A Máscara de Ferro carrega ainda hoje a força de um adeus sentido : é Douglas Fairbanks, a grande estrela do mudo, quem através dele se despede. Herói de todos os heróis, também ele um axioma, em toda a hipnotizante vitalidade preencheu de aventura os dias dourados do mudo. Estava-se em 1929, ano do big crash, mas também o primeiro ano da história de Hollywood em que a produção de filmes sonoros predominou sobre a de filmes mudos. Um ano em que um filme como A Máscara de Ferro só pode, portanto, surgir como uma assumida construção da nostalgia. Pela primeira vez se faz Fairbanks ouvir, estendendo um monólogo declamado em substituição de um prólogo que habitualmente seria descrito por intertítulos. Pela primeira vez, um herói por si protagonizado morre no fim, juntando-se ao seu trio de companheiros numa maior aventura além. E pela primeira vez, em lugar de um THE END, se desenha um THE BEGINNING, no plano final de A Máscara de Ferro.
Poucos assim foram, como Fairbanks, figura à qual a mise-en-scène se subordina. Dwan sabe-o, sabe que esse que foi Zorro, foi Robin dos Bosques, foi Ladrão de Bagdade, foi Pirata, e que na sua juventude foi um moderno D’Artagnan (em A Modern Musketeer, 1917), se expande numa presença soberana, que potencia a expressão do seu corpo até ao fim das suas extremidades, e que não saberia já adicionar-lhe a linguagem da voz, matéria para um outro treino.
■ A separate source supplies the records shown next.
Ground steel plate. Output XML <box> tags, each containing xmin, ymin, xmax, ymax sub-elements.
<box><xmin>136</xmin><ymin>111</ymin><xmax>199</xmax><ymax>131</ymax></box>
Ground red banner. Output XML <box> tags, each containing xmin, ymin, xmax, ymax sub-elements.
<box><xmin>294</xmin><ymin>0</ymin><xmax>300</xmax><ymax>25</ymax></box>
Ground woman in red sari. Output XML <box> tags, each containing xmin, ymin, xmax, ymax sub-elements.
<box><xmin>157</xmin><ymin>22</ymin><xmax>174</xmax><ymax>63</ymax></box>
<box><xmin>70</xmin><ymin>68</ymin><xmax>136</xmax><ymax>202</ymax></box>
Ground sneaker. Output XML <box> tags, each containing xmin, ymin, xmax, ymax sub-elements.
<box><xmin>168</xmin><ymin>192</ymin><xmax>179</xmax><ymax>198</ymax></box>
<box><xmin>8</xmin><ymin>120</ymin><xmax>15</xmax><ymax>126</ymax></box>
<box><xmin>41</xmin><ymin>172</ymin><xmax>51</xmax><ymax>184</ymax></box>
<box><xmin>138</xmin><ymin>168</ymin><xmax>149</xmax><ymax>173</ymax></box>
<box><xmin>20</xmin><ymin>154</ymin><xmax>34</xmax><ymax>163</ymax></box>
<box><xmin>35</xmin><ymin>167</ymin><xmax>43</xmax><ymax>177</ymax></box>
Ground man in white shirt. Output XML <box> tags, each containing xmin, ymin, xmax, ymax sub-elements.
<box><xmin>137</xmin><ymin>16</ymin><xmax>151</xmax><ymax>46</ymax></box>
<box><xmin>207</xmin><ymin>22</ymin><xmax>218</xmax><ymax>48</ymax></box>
O mudo foi corolário do modelo pantomineiro tanto quanto caminho para o seu esgotamento. A expressão acentuada de corpos e rostos procura conseguir a mais imediata leitura, e o rosto transforma-se no mapa de constantes eventos. O rosto do herói, em mutação sob o poder do close-up, é o mais iniciático, mais empático elo com o público, e é a chave do actor para ser também star. A emergência do starsystem é a época fértil dos halos e das deificações. A maravilhosa invenção recente é entretenimento, mas suficientemente sério para não faltar à arte; é negócio, mas suficientemente afectivo para não deixar de se lembrar que é do surpreendente que nasce a lenda. Com arte ou sem ela, os anos dourados são sobre o triunfo do espectáculo. O traço firme de Dwan sempre enfatiza o storytelling, eternizando odisseias maiores do que a vida consumadas por heróis perfeitos, hipnotizando o imaginário colectivo com contos de aventura e de romance só assim descritos na sala de cinema (e que encontram o seu paralelo de hoje num modelo francamente distinto). Entre as longas décadas de um cinema alicerçado em construções arquetípicas, os filmes de heróis de Dwan são a mais culminante redundância do seu estilo. A adaptação literária de populares romances pitorescos, a encenação em conformidade com uma outra época, os clichés que se replicavam em convenções narrativas (“boy meets girl”, “happy ending”...), a estilização cómica das personagens e os gesticulados exageros do género slapstick reúnem-se para engendrar barroquíssimas comédias, complexificadas por elementos simbólicos (como o crachá da rainha em Os Três Mosqueteiros ou o medalhão dividido em dois em A Máscara de Ferro) que aguçam o decorrer da acção.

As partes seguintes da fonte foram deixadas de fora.